Ravinel le acarició suavemente el cabello.

—En el fondo, tal vez Luciana esté sencillamente celosa —murmuró—. Ve que estamos unidos… Hay personas que no pueden soportar la felicidad de los demás. Al fin y al cabo, ¿sabemos lo que ella piensa? Te cuidó admirablemente hace tres años. Oh, de eso no puede haber duda. Incluso puede afirmarse que te salvó la vida. Porque estabas bastante enferma, ¿sabes? Pero, en fin, su oficio es salvar a la gente. Y luego, tal vez se tratase de un caso de suerte. No todas las fiebres tifoideas son mortales.

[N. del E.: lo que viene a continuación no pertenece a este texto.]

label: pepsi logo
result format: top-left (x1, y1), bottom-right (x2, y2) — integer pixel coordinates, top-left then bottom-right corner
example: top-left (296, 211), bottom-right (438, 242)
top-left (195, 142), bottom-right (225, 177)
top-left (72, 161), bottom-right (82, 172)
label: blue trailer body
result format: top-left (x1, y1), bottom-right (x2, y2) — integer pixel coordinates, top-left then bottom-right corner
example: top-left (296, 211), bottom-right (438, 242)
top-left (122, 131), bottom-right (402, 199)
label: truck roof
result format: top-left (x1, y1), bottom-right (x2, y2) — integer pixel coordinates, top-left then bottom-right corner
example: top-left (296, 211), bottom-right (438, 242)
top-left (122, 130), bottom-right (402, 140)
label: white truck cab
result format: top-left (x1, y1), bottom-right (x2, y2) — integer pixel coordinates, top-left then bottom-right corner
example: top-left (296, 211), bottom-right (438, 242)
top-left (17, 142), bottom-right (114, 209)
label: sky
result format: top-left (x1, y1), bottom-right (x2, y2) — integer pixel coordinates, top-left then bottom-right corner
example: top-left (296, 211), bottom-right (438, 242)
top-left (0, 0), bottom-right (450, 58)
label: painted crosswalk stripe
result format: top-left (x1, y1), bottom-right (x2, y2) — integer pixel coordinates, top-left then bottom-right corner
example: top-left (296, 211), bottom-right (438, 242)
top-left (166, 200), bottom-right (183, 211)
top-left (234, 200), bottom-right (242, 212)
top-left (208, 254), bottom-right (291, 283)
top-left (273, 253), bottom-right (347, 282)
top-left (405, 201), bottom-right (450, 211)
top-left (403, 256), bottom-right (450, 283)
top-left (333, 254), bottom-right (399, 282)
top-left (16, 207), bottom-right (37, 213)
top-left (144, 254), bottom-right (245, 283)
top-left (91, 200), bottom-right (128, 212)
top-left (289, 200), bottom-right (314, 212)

—Sí, pero recuerda lo amable que fue… Hasta hizo que me llevaran a París en la ambulancia del hospital.

—¡De acuerdo! Pero ¿quién podría asegurar que ya desde entonces no pensara en interponerse entre nosotros? Ahora que medito en ello, me ha hecho algunas insinuaciones. Me sorprendía encontrármela tan a menudo… Oye, Mireya, ¿y si estuviese enamorada de mí?

Por primera vez, el rostro de Mireya se iluminó.

—¿De ti? —dijo—. ¿De un vejestorio? ¿Quién te crees que eres?

Bebió a pequeños sorbos, dejó el vaso vacío y, al ver a Ravinel muy pálido y con los ojos brillantes, agregó mientras le cogía la mano:

—¡No te enfades, cariño! He dicho eso para hacerte rabiar. ¡Ahora me tocaba a mí!